Pure heavy metal, the kind with melody front and centre, and the sort with actual singing, not growls, shrieks or whatever noises Mike Patton is making this week, often gets pigeonholed as having ludicrous lyrics about, like, dragons and stuff. Luckily, the reliably excellent Kamelot not only live up to such expectations with shameless aplomb, but are in the habit of doing it rather well indeed.

The Florida-based, multinational metallers are equally happy to embrace grand literary concepts (they did do a two-album cycle based around Faust and Mephisto), philosophical contemplation, or discuss more tangible real-world subjects./o:p

“What we always try to convey is emotion,” says founder and guitarist Thomas Youngblood, discussing the band’s new album, Haven. “Lyrically, we want to show different parts of life – the dark side of life, for example – but also my goal is always to have some element of hope, where you feel good at the end. We have songs like Veil Of Elysium, which is very uplifting, but then we have a song like Here’s To The Fall, which is super melancholic. So we want to bring the fans through all these emotions, not only musically but also lyrically.

“On Haven, there is this rebellion thread going through the record. We’ve been talking a lot about, for example, technology, corporations, Big Brother government… all these kinds of things.

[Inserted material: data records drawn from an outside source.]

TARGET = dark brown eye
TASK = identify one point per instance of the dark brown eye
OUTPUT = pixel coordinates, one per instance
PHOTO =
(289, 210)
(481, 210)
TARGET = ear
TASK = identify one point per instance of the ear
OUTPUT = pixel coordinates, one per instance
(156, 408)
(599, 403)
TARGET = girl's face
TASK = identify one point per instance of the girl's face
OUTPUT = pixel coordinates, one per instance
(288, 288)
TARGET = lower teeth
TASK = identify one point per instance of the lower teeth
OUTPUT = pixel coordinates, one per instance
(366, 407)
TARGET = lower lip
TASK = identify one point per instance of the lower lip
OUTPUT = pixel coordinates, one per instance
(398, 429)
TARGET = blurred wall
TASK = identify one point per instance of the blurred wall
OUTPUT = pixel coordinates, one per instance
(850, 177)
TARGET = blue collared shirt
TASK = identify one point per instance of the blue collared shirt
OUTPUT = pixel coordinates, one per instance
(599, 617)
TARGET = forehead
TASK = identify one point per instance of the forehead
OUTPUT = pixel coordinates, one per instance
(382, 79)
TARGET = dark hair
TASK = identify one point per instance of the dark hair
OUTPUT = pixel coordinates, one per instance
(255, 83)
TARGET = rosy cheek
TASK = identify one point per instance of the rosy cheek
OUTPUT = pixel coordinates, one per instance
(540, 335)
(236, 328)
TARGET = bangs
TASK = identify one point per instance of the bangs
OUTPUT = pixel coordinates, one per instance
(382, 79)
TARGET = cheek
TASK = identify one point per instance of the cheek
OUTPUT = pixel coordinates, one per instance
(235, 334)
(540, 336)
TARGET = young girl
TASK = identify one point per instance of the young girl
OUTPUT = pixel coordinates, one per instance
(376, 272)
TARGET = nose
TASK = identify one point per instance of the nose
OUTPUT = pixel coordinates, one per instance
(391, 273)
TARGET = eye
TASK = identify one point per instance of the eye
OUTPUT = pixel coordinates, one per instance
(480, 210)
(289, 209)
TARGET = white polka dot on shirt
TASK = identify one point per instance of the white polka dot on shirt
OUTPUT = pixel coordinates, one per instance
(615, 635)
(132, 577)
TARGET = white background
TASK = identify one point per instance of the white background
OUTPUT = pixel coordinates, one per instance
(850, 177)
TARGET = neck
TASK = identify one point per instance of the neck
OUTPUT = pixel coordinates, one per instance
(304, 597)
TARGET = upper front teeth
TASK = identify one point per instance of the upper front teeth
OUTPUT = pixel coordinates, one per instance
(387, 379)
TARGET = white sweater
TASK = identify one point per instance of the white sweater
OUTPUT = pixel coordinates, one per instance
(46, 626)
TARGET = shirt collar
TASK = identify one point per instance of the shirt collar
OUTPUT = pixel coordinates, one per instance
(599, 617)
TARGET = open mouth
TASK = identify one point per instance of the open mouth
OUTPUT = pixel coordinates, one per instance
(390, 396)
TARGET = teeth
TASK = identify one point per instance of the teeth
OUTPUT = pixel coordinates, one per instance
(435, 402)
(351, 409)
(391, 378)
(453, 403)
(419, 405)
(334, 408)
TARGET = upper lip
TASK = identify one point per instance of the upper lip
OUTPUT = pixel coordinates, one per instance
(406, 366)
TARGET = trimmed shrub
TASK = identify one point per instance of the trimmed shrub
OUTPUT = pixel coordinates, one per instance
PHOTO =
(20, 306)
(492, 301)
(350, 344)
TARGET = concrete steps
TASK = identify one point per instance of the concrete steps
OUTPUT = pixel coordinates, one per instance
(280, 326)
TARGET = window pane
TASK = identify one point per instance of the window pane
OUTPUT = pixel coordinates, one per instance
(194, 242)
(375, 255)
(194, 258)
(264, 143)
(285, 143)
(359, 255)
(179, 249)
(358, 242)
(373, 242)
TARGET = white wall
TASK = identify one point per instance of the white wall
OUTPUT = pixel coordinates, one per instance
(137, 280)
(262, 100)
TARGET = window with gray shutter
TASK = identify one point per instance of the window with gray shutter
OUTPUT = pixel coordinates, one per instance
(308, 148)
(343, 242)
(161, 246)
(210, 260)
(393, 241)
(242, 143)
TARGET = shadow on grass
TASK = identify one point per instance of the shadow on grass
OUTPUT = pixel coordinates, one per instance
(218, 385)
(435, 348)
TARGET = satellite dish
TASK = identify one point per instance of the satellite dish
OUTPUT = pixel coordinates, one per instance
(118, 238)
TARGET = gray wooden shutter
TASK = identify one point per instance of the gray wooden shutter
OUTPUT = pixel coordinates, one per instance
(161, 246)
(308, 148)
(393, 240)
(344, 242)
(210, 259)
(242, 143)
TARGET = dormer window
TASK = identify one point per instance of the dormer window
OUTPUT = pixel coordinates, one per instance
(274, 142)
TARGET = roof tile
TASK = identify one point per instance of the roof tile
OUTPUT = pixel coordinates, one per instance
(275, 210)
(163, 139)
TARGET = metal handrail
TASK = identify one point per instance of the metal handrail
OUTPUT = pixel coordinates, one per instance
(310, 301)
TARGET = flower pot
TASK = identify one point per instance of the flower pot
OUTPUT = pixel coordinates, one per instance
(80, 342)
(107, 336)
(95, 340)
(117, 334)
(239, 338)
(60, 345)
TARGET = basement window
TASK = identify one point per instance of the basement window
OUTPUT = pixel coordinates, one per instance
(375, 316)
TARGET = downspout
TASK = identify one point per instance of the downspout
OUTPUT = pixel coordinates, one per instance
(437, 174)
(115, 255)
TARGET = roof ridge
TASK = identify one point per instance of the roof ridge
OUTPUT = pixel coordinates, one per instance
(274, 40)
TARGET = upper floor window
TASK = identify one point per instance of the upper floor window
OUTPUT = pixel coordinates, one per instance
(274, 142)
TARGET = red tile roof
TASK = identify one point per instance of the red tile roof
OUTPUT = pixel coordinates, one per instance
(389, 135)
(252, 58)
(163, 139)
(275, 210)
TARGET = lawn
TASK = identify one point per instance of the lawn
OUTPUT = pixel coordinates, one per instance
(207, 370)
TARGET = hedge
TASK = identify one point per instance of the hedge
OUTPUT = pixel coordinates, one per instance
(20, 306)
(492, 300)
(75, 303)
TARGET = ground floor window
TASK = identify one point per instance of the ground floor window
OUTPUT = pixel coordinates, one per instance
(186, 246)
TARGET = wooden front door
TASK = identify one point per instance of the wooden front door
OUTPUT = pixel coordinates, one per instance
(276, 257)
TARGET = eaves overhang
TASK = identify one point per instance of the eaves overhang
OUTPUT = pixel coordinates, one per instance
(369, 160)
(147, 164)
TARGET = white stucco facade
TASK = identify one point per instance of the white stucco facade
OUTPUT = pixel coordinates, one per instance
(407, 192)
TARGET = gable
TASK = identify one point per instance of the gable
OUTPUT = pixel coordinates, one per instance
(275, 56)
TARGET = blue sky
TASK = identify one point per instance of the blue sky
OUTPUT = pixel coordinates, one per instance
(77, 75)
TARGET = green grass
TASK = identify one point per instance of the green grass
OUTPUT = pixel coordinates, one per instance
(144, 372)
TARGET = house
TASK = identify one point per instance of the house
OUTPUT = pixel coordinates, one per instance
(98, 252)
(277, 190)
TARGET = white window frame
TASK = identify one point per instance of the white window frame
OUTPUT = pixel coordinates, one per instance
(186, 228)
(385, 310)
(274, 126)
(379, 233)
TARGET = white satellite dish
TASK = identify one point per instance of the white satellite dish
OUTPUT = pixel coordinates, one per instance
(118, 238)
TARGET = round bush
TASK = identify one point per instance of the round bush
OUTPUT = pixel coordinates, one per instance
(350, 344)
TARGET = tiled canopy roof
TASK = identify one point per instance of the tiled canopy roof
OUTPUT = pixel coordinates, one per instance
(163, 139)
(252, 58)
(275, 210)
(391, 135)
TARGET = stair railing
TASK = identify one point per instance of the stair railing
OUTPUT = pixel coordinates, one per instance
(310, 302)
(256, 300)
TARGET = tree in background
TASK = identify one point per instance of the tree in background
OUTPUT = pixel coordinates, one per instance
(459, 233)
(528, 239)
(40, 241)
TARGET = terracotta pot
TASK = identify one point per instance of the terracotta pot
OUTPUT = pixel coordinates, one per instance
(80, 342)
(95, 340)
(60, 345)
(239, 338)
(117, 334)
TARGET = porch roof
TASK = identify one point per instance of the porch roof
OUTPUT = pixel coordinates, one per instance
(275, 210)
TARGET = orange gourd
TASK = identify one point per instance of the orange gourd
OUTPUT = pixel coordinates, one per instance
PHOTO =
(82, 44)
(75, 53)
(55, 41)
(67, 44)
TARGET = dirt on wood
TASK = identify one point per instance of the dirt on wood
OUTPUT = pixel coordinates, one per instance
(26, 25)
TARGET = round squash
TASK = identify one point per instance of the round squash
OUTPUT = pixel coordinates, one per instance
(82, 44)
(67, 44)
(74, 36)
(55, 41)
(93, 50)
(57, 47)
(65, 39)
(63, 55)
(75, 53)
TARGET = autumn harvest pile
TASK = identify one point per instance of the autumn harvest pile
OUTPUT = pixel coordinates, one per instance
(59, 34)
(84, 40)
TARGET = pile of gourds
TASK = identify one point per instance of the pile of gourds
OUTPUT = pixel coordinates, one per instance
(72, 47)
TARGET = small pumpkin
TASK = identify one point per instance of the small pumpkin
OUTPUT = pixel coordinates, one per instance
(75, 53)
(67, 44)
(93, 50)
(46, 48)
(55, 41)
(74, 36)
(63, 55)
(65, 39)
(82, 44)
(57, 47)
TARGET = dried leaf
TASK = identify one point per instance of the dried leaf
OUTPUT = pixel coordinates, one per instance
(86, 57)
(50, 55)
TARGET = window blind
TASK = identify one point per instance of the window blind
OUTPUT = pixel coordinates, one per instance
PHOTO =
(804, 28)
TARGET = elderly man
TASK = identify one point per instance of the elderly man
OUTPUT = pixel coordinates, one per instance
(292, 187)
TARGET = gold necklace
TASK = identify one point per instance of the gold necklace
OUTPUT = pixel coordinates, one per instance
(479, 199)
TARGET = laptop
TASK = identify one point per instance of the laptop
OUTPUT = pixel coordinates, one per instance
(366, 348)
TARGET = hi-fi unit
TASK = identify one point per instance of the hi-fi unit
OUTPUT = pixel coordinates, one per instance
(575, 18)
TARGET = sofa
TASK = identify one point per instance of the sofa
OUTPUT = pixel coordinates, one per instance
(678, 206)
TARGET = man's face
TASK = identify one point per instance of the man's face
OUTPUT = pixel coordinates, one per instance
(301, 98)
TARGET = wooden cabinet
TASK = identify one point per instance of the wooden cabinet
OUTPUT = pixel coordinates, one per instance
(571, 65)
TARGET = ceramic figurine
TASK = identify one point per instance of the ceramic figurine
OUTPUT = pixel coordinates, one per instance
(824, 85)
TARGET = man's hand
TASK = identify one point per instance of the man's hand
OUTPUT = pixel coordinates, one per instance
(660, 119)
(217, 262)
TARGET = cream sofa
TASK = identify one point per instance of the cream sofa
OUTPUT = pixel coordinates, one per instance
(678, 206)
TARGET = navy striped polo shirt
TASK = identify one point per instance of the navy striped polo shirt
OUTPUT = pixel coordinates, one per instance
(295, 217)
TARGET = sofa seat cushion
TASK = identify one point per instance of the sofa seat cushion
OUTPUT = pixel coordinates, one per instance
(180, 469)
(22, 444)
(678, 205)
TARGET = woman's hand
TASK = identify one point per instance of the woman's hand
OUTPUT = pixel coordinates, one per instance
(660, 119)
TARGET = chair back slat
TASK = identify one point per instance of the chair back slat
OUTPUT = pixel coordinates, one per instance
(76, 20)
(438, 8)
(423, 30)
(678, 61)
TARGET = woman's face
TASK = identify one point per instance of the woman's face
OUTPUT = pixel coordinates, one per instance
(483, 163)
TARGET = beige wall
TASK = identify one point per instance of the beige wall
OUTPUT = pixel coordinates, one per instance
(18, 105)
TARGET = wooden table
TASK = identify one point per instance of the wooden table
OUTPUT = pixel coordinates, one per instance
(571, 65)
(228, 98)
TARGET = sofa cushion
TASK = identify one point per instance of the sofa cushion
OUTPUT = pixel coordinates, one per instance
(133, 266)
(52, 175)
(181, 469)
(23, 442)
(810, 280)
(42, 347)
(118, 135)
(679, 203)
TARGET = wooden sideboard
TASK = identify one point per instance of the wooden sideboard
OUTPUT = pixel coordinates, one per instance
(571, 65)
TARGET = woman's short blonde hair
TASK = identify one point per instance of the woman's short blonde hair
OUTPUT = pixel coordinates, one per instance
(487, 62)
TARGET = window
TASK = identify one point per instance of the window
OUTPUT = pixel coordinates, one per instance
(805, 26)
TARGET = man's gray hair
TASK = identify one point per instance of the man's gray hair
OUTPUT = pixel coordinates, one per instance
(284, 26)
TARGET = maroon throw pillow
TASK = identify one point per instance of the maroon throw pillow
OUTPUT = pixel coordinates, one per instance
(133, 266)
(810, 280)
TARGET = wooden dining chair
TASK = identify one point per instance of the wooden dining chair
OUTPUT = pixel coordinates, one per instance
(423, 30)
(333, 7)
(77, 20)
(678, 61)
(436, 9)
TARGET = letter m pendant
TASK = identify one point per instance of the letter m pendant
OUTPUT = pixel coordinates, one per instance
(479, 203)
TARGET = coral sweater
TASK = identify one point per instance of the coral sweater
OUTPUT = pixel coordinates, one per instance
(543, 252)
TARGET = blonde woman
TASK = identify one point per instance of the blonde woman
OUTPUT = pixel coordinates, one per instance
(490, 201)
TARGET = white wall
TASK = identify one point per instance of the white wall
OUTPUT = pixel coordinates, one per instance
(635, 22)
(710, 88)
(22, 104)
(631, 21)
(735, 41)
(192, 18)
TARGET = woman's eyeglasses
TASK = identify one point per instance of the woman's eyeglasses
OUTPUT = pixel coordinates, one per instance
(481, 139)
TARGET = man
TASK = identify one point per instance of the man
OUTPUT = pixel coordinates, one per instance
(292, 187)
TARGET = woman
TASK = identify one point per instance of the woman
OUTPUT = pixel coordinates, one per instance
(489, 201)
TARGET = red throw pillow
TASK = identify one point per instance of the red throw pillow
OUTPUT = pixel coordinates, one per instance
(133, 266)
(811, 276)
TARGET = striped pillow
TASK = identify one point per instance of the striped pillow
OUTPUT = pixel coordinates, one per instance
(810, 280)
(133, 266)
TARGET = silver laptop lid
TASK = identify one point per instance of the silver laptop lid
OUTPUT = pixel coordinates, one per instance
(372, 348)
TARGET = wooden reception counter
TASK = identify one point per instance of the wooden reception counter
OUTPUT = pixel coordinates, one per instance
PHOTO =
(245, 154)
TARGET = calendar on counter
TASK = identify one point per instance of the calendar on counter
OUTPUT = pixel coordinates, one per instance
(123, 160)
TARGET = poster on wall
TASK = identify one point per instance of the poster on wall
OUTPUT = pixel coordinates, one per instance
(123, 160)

We wanted to bring this album more into the present and future.”

Despite the “rebellion thread”, Kamelot have never been ones to radically and totally reinvent the wheel, but they have always pushed themselves – when Dimmu Borgir vocalist Shagrath guested on The Black Halo in 2005, it was an almost-unheard-of cameo for such a melodically inclined band.

But, while many bands often pretend they don’t care about any opinions but their own, Kamelot do at least consider the opinions of others after satisfying their own creative demands.

“When you go to a Kamelot show – for example, we just played in London recently [the band sold out London’s Forum] – there you’ll see [everything] from the 14-year-old goth girl to the 50-year-old prog guy with a Rush shirt,” Thomas explains.

“There’s a lot of diversity within our fanbase, which is a blessing, so we have a lot more leeway than others to do different things. I always think first, ‘Do I like it myself?’ and then I do go back and think about the fans. I would never be one of those people to say, ‘I don’t care what the fans think’ because I think it’s crazy to say something like that. They’re the ones that are coming to the shows and buying the albums, and you have to think about that!”